The Company’s outside counsel, Vorys, Sater, Seymour and Pease LLP, has revised its legal opinion to limit the application of the assumptions regarding the qualification of the Trustee and the filing of a Form T-1 to the Senior Debt Securities only.

 

  8. We note that with respect to the debt securities and guarantees, the legal opinion provided is limited to the laws of Ohio and New York, but that you also have subsidiary guarantors organized under the laws of the additional states of Florida, Indiana, Maryland, and Delaware. Division of Corporation Finance Staff Legal Bulletin No. 19 requires that counsel consider the law of the jurisdiction under which the registrant is organized in order to provide the binding obligation opinion. Please provide binding obligation opinions for the co-registrants organized under the laws from Florida, Indiana, Maryland, and Delaware based on the respective state laws for each of these co-registrants.

Response:

The Company’s outside counsel, Vorys, Sater, Seymour and Pease LLP, has revised its legal opinion to provide the binding obligation opinions for all of the co-registrants in accordance with Division of Corporation Finance Staff Legal Bulletin No. 19.

 

  9. Please confirm your understanding that an updated unqualified opinion of counsel should be filed with respect to the legality of the securities being offered for each sale of the securities registered in this filing.
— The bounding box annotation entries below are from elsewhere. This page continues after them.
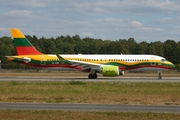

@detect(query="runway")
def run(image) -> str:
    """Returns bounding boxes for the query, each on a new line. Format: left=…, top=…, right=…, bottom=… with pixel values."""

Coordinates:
left=0, top=76, right=180, bottom=113
left=0, top=103, right=180, bottom=113
left=0, top=76, right=180, bottom=82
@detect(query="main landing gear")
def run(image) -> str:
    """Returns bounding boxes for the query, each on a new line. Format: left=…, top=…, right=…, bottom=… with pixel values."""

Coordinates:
left=158, top=71, right=162, bottom=79
left=88, top=71, right=97, bottom=79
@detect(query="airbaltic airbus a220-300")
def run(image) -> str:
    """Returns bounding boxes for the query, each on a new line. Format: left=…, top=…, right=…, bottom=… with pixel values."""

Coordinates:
left=7, top=28, right=174, bottom=79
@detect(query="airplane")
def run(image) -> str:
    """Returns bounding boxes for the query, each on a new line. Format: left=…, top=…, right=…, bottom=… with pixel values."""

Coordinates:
left=6, top=28, right=175, bottom=79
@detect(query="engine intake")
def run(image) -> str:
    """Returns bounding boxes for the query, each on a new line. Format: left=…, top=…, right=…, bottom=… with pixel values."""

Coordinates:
left=101, top=66, right=123, bottom=77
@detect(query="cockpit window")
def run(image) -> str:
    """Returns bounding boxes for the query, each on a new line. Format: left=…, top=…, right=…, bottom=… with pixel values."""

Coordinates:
left=161, top=59, right=166, bottom=62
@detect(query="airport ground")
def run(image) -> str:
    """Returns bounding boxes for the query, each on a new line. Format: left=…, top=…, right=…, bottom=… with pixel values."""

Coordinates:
left=0, top=71, right=180, bottom=120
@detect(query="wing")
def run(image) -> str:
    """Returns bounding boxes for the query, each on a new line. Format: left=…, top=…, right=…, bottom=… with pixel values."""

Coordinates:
left=69, top=60, right=102, bottom=71
left=6, top=56, right=31, bottom=63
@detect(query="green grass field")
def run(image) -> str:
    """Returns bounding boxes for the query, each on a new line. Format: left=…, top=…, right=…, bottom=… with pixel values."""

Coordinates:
left=0, top=72, right=180, bottom=120
left=0, top=81, right=180, bottom=105
left=0, top=110, right=180, bottom=120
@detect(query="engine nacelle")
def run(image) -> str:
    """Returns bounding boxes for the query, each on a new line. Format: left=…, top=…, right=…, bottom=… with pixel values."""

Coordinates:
left=101, top=66, right=120, bottom=77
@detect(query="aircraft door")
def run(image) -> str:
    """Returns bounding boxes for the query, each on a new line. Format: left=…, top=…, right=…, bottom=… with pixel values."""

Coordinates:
left=41, top=57, right=46, bottom=65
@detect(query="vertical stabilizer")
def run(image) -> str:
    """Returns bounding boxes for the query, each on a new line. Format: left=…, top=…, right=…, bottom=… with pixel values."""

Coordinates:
left=11, top=28, right=43, bottom=55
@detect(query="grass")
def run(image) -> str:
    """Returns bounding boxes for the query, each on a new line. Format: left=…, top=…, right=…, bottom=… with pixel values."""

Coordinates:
left=0, top=71, right=180, bottom=120
left=0, top=110, right=180, bottom=120
left=0, top=81, right=180, bottom=105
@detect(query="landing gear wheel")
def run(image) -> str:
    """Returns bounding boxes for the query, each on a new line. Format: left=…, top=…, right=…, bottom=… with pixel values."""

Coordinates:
left=88, top=73, right=97, bottom=79
left=158, top=76, right=162, bottom=79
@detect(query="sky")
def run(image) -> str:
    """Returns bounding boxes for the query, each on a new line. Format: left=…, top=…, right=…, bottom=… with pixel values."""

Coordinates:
left=0, top=0, right=180, bottom=43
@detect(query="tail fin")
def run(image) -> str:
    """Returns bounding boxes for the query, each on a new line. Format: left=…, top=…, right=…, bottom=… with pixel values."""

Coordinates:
left=11, top=28, right=43, bottom=55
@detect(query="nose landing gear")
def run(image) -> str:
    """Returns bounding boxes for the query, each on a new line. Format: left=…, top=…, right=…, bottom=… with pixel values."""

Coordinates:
left=158, top=71, right=162, bottom=79
left=88, top=71, right=97, bottom=79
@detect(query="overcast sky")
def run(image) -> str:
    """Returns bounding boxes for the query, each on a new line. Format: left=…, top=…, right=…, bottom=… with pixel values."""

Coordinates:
left=0, top=0, right=180, bottom=43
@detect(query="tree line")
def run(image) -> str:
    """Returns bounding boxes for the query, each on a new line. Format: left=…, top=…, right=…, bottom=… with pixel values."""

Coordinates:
left=0, top=35, right=180, bottom=69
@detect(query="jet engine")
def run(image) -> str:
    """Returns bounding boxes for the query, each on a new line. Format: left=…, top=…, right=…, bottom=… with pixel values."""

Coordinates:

Refer to Question 212.05 of the Division of Corporation Finance’s Compliance and Disclosure Interpretations of Securities Act Rules.

Response:

We hereby confirm that we understand that an updated unqualified opinion of counsel must be filed with respect to the legality of the securities being offered for each sale of the securities registered on the Registration Statement.

Please be advised that, unless the Staff has further comments regarding the Registration Statement, the Company intends to request acceleration of the effectiveness of the Registration Statement to a date as soon as reasonably possible. We will provide our acceleration request in a separate letter that will contain the representations described in the letter from the Staff.

If you have any questions, need further information or would like to discuss any of the information covered in this letter, please contact me at (614) 418-8014 or Adam K. Brandt of Vorys, Sater, Seymour and Pease LLP, the Company’s outside counsel, at (614) 464-6426.

 

Sincerely,
/s/ J. Thomas Mason
J. Thomas Mason

Executive Vice President, Chief Legal

Officer and Secretary of M/I Homes, Inc.